Разумно не имитировать периферийный капитализм, а создавать наш свой общественный строй. У нас есть опыт СССР, и многие созданные тогда системы будут обновлены и развиты - в новых условиях и в новом обществе. У нас теперь есть опыт капитализма - и своего, и западного. Этот опыт дал нам важные уроки, и они нам помогут. Но придерживаться завершающего цикла «рыночной реформы», которая нас погрузила в кризис, неразумно.

Это осторожное предложение разобраться с образом и структурой с нашим нынешним строем и найти способ для переговоров и диалогов главных общностей с рациональными идеологиями.

И этой работы будет много.

Угрозы для России

Доктрина реформ предполагала высокую степень риска для всех систем страны. Для оценки и смягчения рисков надо было знать, как угрозы зарождались и развивались, по каким признакам их можно обнаружить и оценить, каков потенциал каждой из них, в каком месте реализуется опасность и что ей можно противопоставить.

В СССР это знание вырабатывали и систематизировали в основном две структуры - КГБ и наука. Они были методологически не вполне готовы для исследования угроз новых типов, но хотя бы распознавали угрозы актуальные. Обе эти структуры были переформатированы и ослаблены. Новые структуры, чтобы заменить прежние, не созданы. Необходимо провести анализ самой этой операции «разрушения структур предвидения». Без понимания этой операции процессы деградации не будут остановлены. Необходим структурно-функциональный анализ.

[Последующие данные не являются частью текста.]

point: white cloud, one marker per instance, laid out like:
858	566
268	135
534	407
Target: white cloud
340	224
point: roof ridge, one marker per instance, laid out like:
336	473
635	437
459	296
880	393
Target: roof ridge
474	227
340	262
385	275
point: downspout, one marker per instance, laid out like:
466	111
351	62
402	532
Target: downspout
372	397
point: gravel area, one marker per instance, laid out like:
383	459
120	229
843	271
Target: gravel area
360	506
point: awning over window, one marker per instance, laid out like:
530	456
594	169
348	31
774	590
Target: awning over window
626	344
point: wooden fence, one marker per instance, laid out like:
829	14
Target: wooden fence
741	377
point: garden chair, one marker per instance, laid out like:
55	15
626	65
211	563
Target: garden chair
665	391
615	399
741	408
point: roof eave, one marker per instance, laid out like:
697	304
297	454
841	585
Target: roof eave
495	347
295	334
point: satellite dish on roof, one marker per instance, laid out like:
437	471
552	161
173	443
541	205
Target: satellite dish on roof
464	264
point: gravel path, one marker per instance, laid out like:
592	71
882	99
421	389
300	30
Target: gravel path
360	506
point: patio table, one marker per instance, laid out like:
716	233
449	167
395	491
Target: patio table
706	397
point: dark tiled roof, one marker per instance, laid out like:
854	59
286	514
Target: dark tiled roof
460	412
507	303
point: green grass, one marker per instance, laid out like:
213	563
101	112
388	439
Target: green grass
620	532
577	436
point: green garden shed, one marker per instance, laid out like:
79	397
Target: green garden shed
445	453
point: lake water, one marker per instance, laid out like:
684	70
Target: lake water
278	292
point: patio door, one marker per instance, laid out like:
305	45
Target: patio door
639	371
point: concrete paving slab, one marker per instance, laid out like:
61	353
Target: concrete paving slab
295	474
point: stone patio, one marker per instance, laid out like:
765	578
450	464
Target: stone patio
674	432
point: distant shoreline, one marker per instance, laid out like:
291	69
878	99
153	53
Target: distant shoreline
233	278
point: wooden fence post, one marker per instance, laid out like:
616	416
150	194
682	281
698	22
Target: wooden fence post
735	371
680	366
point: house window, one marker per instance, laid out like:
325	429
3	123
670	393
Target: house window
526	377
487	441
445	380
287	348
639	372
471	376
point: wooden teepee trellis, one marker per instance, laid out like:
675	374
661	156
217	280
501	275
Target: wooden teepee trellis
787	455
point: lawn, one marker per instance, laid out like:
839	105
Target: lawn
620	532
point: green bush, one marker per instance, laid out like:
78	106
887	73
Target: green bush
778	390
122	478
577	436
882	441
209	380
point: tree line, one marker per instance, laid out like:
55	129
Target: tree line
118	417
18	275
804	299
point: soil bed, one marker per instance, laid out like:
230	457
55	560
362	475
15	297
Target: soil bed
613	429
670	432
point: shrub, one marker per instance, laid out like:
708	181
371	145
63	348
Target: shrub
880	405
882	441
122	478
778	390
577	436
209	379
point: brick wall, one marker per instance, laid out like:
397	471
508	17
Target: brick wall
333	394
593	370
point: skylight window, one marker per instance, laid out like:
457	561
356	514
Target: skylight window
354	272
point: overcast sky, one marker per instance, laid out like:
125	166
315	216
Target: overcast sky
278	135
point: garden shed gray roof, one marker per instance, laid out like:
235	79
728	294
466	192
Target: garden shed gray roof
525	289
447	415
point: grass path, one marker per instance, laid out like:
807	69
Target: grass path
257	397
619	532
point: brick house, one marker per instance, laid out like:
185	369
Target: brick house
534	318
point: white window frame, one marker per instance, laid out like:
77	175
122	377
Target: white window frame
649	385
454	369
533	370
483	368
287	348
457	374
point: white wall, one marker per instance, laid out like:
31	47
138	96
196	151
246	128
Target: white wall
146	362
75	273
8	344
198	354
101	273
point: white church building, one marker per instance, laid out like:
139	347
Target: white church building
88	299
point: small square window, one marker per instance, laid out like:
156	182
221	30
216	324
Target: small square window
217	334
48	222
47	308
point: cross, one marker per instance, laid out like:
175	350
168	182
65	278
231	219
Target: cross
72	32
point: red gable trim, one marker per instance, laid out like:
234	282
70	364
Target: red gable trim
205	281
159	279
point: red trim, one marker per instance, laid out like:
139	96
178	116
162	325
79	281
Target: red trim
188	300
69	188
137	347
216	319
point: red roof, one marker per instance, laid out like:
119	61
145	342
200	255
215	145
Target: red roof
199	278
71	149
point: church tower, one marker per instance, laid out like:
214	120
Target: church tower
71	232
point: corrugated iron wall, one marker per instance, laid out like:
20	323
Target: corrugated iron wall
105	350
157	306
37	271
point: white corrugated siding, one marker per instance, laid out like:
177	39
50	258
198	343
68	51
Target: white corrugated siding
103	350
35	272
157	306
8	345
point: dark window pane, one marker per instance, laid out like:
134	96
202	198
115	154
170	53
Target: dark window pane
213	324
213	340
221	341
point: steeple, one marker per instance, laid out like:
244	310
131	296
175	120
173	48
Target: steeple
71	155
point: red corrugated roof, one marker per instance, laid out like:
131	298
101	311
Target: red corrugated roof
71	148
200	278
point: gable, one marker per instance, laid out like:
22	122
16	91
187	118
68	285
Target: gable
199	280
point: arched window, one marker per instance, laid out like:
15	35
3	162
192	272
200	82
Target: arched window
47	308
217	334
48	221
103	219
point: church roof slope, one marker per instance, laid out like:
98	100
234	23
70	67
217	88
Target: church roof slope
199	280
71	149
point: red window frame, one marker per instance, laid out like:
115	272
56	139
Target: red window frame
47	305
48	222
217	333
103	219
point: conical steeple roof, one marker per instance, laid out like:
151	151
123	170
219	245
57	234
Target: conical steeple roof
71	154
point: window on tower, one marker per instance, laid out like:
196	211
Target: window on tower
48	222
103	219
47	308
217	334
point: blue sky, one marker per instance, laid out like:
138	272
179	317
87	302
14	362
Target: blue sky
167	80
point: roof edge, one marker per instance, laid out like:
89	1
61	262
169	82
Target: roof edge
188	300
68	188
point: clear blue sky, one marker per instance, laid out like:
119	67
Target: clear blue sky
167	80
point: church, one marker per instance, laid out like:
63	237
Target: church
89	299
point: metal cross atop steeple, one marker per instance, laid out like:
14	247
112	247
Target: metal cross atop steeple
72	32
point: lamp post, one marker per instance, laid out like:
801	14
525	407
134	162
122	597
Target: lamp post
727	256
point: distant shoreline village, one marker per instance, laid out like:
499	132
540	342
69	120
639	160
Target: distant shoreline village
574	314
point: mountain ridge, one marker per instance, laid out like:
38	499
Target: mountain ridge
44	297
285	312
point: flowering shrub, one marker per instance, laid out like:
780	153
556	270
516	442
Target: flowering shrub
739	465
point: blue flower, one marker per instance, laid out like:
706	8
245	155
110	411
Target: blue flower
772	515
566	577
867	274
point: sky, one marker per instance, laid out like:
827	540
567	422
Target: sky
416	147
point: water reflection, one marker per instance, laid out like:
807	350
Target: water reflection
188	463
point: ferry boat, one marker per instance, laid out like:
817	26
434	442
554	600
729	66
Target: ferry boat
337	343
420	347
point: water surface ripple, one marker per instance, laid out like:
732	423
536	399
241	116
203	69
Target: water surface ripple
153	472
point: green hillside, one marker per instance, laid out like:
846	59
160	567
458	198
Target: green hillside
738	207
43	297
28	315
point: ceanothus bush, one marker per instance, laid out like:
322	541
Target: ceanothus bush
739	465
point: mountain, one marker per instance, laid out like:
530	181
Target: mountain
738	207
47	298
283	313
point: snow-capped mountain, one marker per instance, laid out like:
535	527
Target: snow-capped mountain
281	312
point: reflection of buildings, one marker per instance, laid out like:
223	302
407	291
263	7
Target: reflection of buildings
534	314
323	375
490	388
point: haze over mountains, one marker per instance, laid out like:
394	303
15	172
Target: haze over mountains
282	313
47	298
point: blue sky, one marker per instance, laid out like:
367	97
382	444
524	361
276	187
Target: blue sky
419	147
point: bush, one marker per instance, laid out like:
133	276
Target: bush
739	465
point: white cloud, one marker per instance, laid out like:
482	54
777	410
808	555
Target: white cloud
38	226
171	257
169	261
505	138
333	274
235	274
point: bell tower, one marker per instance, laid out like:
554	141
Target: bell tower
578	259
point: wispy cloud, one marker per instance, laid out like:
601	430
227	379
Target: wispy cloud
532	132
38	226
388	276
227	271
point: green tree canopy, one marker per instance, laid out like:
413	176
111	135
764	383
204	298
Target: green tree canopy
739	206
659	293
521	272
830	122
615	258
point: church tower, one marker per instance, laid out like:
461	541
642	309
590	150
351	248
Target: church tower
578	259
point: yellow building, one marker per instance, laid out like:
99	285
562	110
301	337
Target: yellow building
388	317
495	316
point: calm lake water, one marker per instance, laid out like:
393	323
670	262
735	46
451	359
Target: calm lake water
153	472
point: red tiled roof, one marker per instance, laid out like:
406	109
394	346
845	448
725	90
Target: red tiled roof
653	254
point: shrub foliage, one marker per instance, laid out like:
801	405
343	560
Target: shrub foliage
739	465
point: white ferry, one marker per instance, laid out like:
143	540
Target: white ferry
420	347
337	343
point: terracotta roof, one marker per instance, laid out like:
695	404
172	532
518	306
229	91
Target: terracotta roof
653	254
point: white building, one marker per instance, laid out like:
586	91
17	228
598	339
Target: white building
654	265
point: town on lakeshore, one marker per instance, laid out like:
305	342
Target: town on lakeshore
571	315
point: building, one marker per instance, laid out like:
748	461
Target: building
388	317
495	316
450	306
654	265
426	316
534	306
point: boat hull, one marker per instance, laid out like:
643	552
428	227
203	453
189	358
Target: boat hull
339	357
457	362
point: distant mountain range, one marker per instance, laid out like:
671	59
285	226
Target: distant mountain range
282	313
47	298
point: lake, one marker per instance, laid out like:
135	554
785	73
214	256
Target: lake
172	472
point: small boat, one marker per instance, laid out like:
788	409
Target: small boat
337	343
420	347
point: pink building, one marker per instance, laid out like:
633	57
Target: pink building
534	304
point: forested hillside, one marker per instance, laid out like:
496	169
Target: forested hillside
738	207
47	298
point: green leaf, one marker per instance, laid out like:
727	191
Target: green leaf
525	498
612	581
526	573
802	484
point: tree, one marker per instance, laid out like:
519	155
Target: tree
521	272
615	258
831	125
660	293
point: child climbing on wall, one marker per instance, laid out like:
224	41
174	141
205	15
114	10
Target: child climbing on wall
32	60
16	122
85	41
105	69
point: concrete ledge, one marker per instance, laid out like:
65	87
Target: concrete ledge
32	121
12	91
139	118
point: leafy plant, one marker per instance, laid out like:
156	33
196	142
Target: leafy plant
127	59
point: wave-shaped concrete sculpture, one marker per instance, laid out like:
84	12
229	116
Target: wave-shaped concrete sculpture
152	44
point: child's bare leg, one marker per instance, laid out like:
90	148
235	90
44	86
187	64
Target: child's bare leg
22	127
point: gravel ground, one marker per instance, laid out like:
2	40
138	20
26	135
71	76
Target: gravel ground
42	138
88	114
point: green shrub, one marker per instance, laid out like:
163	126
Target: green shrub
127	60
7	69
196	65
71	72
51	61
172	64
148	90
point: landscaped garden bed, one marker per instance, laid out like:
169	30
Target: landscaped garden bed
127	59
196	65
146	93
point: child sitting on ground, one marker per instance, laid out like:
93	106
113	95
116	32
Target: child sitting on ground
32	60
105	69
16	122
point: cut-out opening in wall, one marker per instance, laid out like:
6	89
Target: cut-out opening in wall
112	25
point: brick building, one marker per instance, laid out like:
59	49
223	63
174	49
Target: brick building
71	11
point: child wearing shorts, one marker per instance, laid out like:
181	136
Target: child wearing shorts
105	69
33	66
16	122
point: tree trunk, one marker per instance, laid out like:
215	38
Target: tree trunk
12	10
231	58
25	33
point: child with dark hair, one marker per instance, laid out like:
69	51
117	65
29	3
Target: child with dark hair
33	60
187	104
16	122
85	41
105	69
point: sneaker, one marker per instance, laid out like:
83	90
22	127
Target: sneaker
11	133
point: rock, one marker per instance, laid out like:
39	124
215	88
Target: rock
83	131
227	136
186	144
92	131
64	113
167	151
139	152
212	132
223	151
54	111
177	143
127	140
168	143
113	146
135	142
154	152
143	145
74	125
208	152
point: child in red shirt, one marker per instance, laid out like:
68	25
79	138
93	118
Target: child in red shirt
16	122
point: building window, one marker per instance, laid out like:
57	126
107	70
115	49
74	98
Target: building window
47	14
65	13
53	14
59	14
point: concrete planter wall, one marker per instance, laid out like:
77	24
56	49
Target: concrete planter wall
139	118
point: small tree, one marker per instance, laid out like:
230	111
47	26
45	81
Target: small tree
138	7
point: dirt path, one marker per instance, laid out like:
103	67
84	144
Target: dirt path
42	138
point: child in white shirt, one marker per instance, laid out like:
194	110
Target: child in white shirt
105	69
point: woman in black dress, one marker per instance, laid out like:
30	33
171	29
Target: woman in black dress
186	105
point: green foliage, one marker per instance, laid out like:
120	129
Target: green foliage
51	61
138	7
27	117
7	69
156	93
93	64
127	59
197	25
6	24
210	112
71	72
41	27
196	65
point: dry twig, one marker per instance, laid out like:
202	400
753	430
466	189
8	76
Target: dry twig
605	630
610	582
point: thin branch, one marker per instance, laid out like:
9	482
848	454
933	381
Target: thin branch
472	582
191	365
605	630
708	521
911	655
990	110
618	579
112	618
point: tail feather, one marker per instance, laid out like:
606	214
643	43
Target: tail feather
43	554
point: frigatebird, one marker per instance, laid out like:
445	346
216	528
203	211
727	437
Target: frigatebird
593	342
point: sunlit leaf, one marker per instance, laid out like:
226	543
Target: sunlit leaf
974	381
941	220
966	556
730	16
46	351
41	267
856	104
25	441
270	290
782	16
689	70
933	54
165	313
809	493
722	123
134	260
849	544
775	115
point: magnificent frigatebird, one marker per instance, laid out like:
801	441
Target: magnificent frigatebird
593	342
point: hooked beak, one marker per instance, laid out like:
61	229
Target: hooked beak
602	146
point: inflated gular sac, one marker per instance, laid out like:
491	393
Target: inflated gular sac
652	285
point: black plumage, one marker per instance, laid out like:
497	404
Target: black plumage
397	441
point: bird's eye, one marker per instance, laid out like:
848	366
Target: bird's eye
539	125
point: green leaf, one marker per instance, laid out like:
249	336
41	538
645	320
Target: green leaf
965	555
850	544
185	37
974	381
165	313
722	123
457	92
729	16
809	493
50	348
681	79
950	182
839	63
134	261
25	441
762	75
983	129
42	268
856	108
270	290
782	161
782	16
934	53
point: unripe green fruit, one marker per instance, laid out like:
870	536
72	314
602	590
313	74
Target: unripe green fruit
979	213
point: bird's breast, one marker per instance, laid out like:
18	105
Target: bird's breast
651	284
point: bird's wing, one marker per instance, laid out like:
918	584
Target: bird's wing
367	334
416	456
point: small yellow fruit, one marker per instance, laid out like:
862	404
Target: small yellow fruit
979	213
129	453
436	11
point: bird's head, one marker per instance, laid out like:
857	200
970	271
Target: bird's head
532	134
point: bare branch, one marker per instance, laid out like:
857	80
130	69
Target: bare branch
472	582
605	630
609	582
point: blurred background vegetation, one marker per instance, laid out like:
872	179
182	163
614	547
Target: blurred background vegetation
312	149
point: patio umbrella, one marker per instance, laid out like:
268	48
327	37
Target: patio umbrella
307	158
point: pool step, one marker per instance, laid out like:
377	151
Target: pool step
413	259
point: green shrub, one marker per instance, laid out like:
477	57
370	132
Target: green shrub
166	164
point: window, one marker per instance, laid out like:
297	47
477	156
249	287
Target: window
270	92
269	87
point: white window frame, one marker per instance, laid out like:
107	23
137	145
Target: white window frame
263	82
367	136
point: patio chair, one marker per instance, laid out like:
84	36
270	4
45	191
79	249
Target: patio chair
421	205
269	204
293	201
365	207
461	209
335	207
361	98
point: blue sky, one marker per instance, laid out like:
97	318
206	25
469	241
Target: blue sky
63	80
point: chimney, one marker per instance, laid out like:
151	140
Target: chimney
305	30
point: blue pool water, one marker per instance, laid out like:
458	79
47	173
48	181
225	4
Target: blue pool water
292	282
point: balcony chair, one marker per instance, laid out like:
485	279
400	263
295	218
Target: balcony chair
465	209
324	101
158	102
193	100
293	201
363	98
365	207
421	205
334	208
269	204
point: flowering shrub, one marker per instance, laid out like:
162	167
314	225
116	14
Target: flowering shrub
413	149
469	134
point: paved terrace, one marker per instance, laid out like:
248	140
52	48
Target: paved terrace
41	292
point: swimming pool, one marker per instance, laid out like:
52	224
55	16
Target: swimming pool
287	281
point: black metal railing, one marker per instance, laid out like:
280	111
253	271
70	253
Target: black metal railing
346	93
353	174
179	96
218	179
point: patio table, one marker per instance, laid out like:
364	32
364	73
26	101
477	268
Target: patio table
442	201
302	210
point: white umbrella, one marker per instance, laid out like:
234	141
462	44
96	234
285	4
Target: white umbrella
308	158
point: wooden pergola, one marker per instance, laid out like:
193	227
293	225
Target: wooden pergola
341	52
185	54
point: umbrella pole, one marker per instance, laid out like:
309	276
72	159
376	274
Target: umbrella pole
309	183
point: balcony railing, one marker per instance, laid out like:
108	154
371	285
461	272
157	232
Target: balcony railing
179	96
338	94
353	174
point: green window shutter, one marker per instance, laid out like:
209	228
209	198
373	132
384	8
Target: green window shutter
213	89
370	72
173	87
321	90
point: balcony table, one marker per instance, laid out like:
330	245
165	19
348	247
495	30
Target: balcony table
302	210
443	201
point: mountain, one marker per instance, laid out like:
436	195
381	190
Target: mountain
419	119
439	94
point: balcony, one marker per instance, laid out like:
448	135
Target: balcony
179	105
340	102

Любое решение предваряется таким анализом - глубоким или быстрым. Но любое целеполагание и проектирование действий требуют создания хотя бы грубого образа, который строится с помощью понятий этого анализа. На этой стадии и закладываются главные ошибки. Причиной ошибок часто бывает не дефицит информации и расчетов, а неверное представление о функции («зачем предпринимается данное действие?») и о структуре, которая предназначена для выполнения этой функции («что может и должна делать эта структура?»).

Ответить на вопросы «зачем?» и «что?» гораздо сложнее, чем это кажется в свете обыденного опыта. Часто эти вопросы перед собой и не ставят, а в вузах не всегда обучают способам их задать и потом на них ответить. Одна из причин - методологическая, смешиваются разные категории, образы проблемы и действий оказываются неадекватными.

Обычно считают вопрос о структуре («что надо создать?») вторичным, он как будто предопределяется ответом на вопрос «зачем?» Если целевая функция всего задания обозначена «сверху», то кажется, что структура ясна - она должна быть такой, чтобы в идеале привести целевую функцию к оптимуму (а в реальности - в зону хорошего или хотя бы приемлемого соответствия цели). Это - ошибка. Саму функцию еще надо подвергать анализу. Понять ее назначение бывает очень непросто, тем более, что власть часто маскирует свои истинные цели или смутно их представляет.

Непросто соотнести две главные категории - структуру и функцию, - что и зачем. Оба вопроса сложны, - разные группы в обществе и государстве ответят на эти вопросы по-разному, ибо у них разные интересы, ценности и цели. Группы, занимающие крайние позиции в этом спектре, дадут ответы несовместимые. Хороших «замкнутых» определений у категорий функция и структура нет, поскольку разделить их непросто - они «перетекают» друг в друга, так что функция невольно определяется через структуру, а структура через функцию. Когда мы спрашиваем «что?» (т. е. о структуре), невольно приходит на ум «для чего?».